Unquestionably, our hallucinations or illusions of validity are present somewhere in the datasets used in the training of MI algorithms which creates an even more chaotic picture.
Borges and MI Knowledge
Intuitively, we think about data when working on MI algorithms but there is also another equally important and often forgotten element of MI models: knowledge. In the context of MI algorithms, data is often represented as persisted records in one or more databases while knowledge is typically represented as logic rules that can be validated in the data. The role of MI models is to infer rules that can be applied to new datasets in the same domain. Unfortunately for MI agents, unlimited powerful computation capabilities are not a direct answer to knowledge building.
Jorge Luis Borges is considered one of the most emblematic Latin American writers and one of my favorite authors during my teenage years. In his story “Funes the Memorious”, Borges tells the story of Funes, a young man with a prodigious memory. Funes is able to remember the exact details he sees, like the shapes of the clouds in the sky at 3:45pm yesterday. However, Funes is tormented by his inability to generalize visual information into knowledge. Borges’ character is regularly surprised by his own image every times he sees himself in the mirror and is unable to determine if the dog seen from the side at 3:14pm, is the same dog seen from the back at 3:15pm. To Funes, two things are the same only if every single detail is identical in both of them.
Funes’ story is a great metaphor to explain that knowledge is not only about processing large volumes of information but also about generalizing rules that ignore some of the details in the data. Just like Funes, MI algorithms have almost unlimited capacity to process information. That computation power is a direct cause of overfitting as MI agents can infer millions of patters in data sources without incurring in a major cost.
What You Don’t See is as Important as What You See
During World War II, the Pentagon assembled a team of the country’s most renown mathematicians in order to develop statistical models that could assist the allied troops during the war. One of the first assignments consisted of estimating the level of extra protection that should be added to US planes in order to survive the battles with the German air force. Like good statisticians, the team collected the damage caused to planes returning from encounters with the Nazis.

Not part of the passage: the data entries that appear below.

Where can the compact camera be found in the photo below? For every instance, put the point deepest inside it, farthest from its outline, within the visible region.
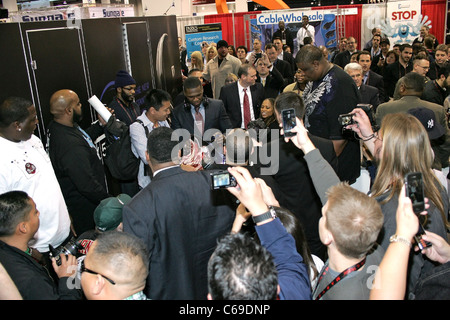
(71, 247)
(415, 191)
(221, 180)
(346, 119)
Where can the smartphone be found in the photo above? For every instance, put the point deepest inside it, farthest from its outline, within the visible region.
(422, 244)
(288, 119)
(415, 191)
(221, 180)
(345, 119)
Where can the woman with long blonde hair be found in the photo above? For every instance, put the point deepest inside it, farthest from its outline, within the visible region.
(402, 146)
(196, 61)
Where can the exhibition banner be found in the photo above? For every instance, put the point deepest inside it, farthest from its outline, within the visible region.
(403, 21)
(323, 21)
(196, 35)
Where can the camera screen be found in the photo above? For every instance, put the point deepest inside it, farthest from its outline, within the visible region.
(221, 180)
(415, 191)
(288, 121)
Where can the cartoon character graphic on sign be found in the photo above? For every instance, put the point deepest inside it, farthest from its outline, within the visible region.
(401, 33)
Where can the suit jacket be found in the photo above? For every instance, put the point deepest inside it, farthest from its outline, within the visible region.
(289, 58)
(286, 71)
(441, 149)
(295, 190)
(215, 116)
(369, 95)
(180, 219)
(274, 83)
(289, 37)
(392, 73)
(342, 58)
(376, 80)
(229, 94)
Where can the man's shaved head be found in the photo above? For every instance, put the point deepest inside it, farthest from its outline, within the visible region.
(60, 100)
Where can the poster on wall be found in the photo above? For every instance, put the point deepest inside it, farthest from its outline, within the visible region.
(403, 21)
(196, 35)
(323, 21)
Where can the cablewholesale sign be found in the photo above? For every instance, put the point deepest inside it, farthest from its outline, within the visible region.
(403, 21)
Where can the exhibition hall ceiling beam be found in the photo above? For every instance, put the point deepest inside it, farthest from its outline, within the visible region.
(221, 5)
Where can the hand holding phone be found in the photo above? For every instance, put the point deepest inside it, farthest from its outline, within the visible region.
(288, 120)
(415, 191)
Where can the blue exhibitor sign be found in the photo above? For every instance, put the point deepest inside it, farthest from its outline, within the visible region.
(198, 34)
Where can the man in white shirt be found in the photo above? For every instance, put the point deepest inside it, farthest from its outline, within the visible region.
(155, 116)
(25, 166)
(306, 30)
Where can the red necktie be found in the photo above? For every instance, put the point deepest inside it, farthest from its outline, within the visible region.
(199, 122)
(247, 117)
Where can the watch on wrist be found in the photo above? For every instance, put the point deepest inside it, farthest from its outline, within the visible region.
(396, 238)
(271, 214)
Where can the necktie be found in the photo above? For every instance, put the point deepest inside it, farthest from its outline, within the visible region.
(199, 120)
(246, 109)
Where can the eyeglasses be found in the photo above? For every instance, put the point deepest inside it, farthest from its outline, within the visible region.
(83, 269)
(377, 137)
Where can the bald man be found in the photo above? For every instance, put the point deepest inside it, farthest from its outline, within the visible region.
(75, 159)
(115, 268)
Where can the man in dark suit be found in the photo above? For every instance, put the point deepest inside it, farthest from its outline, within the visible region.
(343, 58)
(198, 112)
(270, 77)
(293, 187)
(370, 77)
(284, 67)
(284, 35)
(394, 71)
(234, 97)
(180, 219)
(369, 94)
(284, 55)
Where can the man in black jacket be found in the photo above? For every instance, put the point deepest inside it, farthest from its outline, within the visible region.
(293, 187)
(75, 160)
(20, 221)
(180, 220)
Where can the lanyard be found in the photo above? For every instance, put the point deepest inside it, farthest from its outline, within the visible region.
(125, 109)
(341, 276)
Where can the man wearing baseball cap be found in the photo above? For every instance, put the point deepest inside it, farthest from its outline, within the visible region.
(125, 109)
(218, 68)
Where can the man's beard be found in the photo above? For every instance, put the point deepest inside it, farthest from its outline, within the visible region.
(126, 97)
(77, 117)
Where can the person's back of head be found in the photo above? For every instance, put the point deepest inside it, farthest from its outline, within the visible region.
(244, 68)
(413, 83)
(290, 99)
(191, 83)
(239, 146)
(241, 269)
(13, 109)
(160, 146)
(157, 97)
(121, 260)
(354, 219)
(308, 54)
(403, 134)
(14, 208)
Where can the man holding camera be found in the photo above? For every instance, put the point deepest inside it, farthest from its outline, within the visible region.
(20, 218)
(179, 218)
(329, 93)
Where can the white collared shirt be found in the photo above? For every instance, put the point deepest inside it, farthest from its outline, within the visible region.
(241, 99)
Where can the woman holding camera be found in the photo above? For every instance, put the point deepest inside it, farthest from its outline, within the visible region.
(402, 146)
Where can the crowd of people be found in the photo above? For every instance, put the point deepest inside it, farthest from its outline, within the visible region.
(234, 207)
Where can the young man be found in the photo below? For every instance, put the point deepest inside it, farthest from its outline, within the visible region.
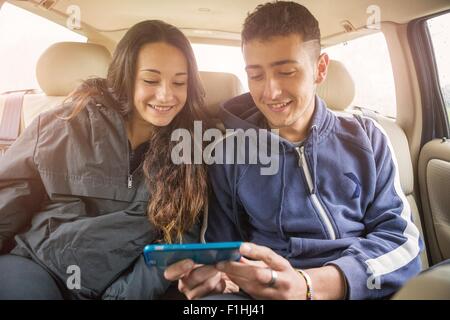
(333, 222)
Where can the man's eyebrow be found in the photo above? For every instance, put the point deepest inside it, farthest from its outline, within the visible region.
(273, 64)
(152, 70)
(281, 62)
(159, 72)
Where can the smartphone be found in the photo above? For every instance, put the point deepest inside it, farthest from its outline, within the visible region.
(163, 255)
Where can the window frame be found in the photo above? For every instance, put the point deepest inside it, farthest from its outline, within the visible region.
(435, 122)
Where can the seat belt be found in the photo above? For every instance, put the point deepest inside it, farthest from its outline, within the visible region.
(10, 124)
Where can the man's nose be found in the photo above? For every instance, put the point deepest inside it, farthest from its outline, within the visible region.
(272, 89)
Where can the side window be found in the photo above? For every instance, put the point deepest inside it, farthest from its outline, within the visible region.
(439, 29)
(221, 59)
(24, 37)
(367, 59)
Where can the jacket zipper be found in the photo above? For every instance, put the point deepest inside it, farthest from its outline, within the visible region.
(130, 174)
(302, 163)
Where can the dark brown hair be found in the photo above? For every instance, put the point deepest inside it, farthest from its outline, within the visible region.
(178, 193)
(281, 18)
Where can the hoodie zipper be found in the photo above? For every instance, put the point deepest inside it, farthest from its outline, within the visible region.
(302, 163)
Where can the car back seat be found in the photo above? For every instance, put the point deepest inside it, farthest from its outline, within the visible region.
(338, 91)
(59, 70)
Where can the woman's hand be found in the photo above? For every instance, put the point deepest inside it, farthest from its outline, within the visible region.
(197, 281)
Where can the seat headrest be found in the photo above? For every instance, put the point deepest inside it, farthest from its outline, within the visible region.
(219, 87)
(62, 67)
(338, 89)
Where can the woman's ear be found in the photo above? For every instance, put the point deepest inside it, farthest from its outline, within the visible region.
(322, 68)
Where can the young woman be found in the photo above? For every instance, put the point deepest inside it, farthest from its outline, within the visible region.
(88, 185)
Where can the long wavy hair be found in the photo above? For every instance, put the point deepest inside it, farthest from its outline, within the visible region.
(178, 193)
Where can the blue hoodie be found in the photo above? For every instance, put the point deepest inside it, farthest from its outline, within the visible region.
(336, 199)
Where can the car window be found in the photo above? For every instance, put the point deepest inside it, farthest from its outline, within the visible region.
(367, 59)
(221, 59)
(24, 37)
(439, 29)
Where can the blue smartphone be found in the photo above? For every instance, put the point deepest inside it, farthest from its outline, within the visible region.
(163, 255)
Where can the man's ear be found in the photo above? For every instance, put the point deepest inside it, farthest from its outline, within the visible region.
(322, 68)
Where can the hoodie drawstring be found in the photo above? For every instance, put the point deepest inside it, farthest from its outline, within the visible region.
(283, 187)
(314, 135)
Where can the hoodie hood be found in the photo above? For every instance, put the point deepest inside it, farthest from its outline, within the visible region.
(241, 112)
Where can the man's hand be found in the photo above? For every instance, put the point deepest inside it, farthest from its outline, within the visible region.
(254, 277)
(197, 281)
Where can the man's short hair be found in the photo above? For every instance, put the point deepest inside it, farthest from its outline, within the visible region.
(281, 18)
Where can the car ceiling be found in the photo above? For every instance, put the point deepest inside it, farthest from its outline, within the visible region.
(219, 19)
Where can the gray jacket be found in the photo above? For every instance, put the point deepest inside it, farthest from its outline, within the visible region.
(66, 198)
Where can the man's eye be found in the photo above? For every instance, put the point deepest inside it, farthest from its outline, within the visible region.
(150, 81)
(256, 77)
(288, 73)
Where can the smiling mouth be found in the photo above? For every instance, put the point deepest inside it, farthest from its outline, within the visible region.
(279, 106)
(161, 108)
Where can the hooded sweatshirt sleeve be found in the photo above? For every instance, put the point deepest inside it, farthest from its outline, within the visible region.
(388, 255)
(21, 188)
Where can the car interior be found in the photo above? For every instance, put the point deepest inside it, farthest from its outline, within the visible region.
(418, 133)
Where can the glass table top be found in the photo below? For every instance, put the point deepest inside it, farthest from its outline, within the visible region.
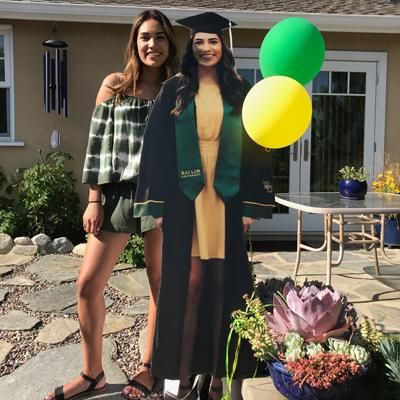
(332, 203)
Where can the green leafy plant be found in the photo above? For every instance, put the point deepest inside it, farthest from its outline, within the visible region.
(351, 172)
(8, 222)
(134, 252)
(4, 200)
(47, 197)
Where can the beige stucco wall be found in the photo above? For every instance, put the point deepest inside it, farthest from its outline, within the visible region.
(96, 50)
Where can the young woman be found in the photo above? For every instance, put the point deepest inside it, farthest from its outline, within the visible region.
(111, 168)
(204, 181)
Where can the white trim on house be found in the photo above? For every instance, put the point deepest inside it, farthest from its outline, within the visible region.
(6, 30)
(245, 19)
(380, 58)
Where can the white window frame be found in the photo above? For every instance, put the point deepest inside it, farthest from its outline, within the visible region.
(6, 31)
(380, 58)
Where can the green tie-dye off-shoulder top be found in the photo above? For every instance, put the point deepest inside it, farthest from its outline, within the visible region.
(115, 140)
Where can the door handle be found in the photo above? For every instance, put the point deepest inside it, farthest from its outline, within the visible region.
(295, 149)
(306, 150)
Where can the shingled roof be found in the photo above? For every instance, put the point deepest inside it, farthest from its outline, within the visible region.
(338, 7)
(381, 16)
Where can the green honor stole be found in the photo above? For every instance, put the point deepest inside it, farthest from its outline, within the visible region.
(190, 170)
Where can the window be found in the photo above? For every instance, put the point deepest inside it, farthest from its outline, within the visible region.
(6, 89)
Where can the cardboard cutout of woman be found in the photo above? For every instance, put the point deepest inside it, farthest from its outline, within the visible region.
(204, 180)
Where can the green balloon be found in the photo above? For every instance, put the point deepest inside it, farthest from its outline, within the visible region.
(295, 48)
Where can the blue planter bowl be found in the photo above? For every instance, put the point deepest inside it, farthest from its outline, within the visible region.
(352, 189)
(392, 232)
(284, 384)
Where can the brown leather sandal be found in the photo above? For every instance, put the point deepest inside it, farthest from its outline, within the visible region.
(59, 392)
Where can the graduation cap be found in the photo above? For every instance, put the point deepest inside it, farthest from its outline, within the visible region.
(208, 22)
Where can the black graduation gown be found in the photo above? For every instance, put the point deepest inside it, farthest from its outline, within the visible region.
(158, 194)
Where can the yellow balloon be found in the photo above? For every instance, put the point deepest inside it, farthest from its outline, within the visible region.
(276, 112)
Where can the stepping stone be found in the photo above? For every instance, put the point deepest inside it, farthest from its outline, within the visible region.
(60, 245)
(5, 349)
(17, 321)
(18, 281)
(79, 249)
(14, 259)
(60, 299)
(122, 266)
(3, 294)
(74, 309)
(116, 323)
(53, 299)
(29, 250)
(6, 243)
(56, 268)
(5, 270)
(57, 331)
(41, 240)
(52, 368)
(141, 307)
(134, 284)
(23, 240)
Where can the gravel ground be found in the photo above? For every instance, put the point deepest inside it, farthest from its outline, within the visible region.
(23, 341)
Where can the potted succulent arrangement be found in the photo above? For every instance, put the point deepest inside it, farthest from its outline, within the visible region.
(310, 339)
(389, 182)
(353, 183)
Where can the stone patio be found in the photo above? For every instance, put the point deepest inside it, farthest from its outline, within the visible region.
(375, 296)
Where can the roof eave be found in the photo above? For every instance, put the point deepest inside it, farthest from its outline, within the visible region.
(244, 19)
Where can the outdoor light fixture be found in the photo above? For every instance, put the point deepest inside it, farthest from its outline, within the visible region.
(55, 76)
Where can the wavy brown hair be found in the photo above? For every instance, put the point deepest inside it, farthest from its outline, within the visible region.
(133, 64)
(229, 81)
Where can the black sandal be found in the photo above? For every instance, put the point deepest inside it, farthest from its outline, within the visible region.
(216, 389)
(145, 391)
(59, 392)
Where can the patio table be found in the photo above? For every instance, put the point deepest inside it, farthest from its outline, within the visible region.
(343, 212)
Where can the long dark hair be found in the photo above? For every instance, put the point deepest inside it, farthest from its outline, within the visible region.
(133, 64)
(229, 81)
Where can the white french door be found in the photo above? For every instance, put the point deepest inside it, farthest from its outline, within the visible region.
(342, 132)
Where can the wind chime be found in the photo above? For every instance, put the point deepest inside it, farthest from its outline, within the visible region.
(55, 93)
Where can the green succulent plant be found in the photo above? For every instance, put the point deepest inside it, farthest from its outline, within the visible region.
(390, 350)
(314, 348)
(360, 354)
(294, 347)
(351, 172)
(339, 346)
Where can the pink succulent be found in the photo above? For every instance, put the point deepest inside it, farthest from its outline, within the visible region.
(315, 314)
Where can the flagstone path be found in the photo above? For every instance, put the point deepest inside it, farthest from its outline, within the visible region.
(39, 340)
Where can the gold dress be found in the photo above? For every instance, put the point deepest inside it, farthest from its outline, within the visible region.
(209, 223)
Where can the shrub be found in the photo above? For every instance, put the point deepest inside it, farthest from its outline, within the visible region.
(8, 222)
(134, 252)
(47, 197)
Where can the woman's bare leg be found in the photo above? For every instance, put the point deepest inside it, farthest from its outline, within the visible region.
(101, 254)
(153, 258)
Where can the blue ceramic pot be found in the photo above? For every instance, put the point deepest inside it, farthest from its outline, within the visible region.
(352, 189)
(392, 231)
(284, 384)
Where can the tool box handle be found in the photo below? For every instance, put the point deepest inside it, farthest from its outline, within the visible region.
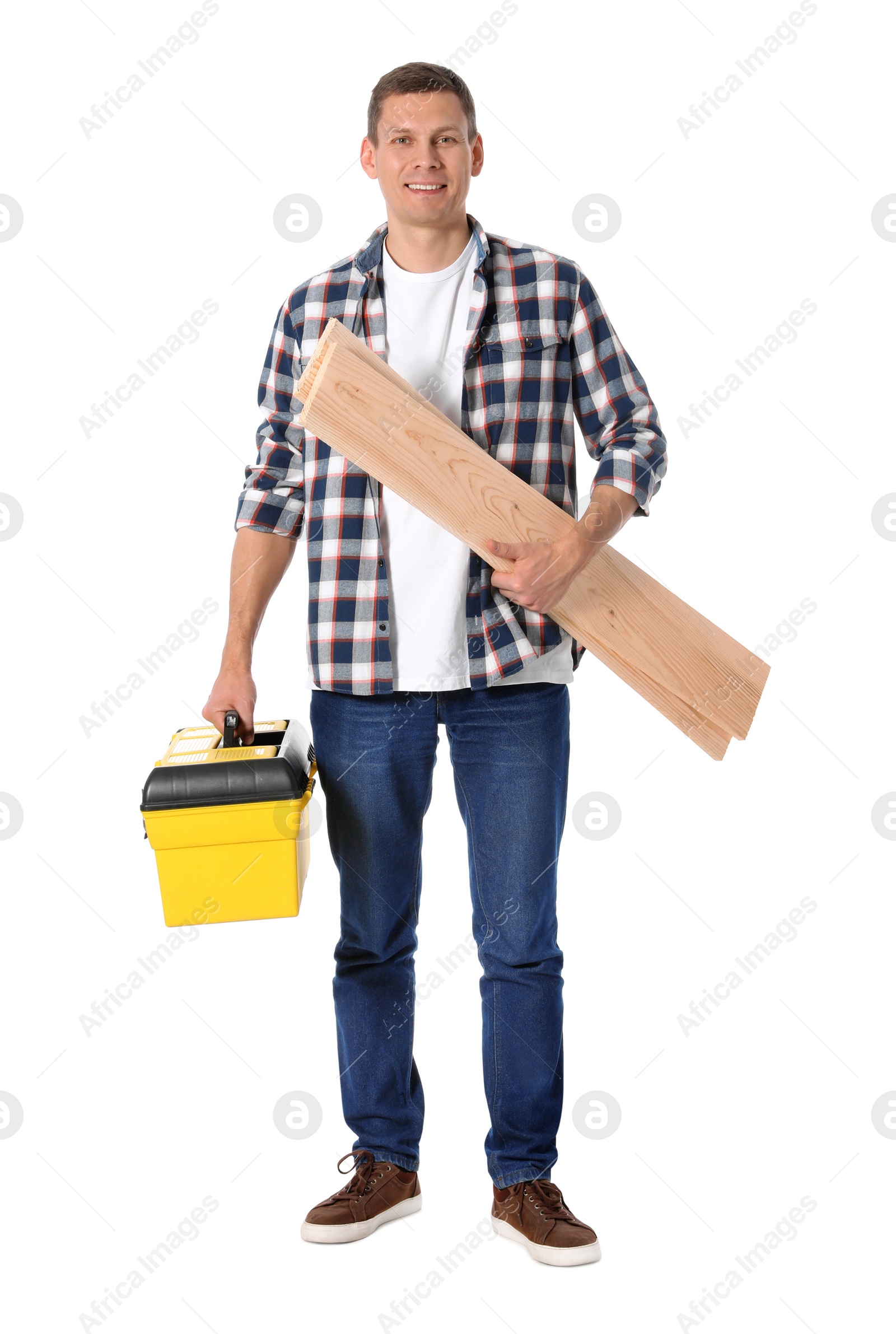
(231, 724)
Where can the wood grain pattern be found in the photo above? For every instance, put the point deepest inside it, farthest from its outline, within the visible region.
(695, 674)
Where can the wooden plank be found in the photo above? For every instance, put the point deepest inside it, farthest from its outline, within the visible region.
(630, 621)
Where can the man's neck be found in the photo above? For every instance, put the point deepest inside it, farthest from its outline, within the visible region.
(426, 250)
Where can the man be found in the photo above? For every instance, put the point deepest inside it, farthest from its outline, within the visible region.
(408, 629)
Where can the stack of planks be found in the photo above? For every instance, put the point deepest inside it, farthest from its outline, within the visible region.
(695, 674)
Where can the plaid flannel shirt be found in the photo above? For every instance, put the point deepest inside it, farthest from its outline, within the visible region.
(539, 348)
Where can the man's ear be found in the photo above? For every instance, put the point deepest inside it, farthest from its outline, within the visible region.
(368, 158)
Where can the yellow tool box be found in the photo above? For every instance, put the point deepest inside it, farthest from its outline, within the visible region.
(230, 823)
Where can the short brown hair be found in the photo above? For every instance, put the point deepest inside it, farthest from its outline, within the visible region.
(419, 76)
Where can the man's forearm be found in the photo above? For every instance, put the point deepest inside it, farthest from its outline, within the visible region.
(608, 510)
(259, 563)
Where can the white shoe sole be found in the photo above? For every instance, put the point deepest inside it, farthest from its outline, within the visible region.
(550, 1254)
(338, 1233)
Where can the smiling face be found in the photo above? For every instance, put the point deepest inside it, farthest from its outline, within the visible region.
(423, 158)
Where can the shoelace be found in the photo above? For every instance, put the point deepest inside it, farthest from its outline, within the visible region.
(361, 1182)
(547, 1198)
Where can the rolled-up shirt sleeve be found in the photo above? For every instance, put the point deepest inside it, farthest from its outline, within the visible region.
(274, 494)
(613, 406)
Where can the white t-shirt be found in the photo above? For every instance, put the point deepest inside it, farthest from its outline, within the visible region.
(427, 567)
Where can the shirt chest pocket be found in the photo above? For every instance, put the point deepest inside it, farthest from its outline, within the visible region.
(523, 371)
(535, 348)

For each plane, the mathematicians computed the number o bullet holes across different parts of the plane (doors, wings, motor, etc). The group then proceeded to make recommendations about which areas of the planes should have additional protection. Not surprisingly, the vast majority of the recommendations focused on the areas with that had more bullet holes assuming that those were the areas targeted by the German planes. There was one exception in the group, a young statistician recommended to focus the extra protection in the areas that hadn’t shown any damage in the inventoried planes. Why? very simply, the young mathematician argued that the input data set( planes) only included planes that have survived the battles with the Germans. Although severe, the damage suffered by those planes was not catastrophic enough that they couldn’t return to base. therefore, he concluded that the planes that didn’t return were likely to have suffered impacts in other areas. Very clever huh?
The previous story has some very profound lessons for anti-overfitting MI techniques. The only way to validate new knowledge is to apply it to unseen datasets and many times missing datasets are as important as existing ones. This is known in cognitive psychology as “learning by omission”. As many scientists know: “one million experiments are not enough to prove you right but a single one might be enough to prove you wrong”.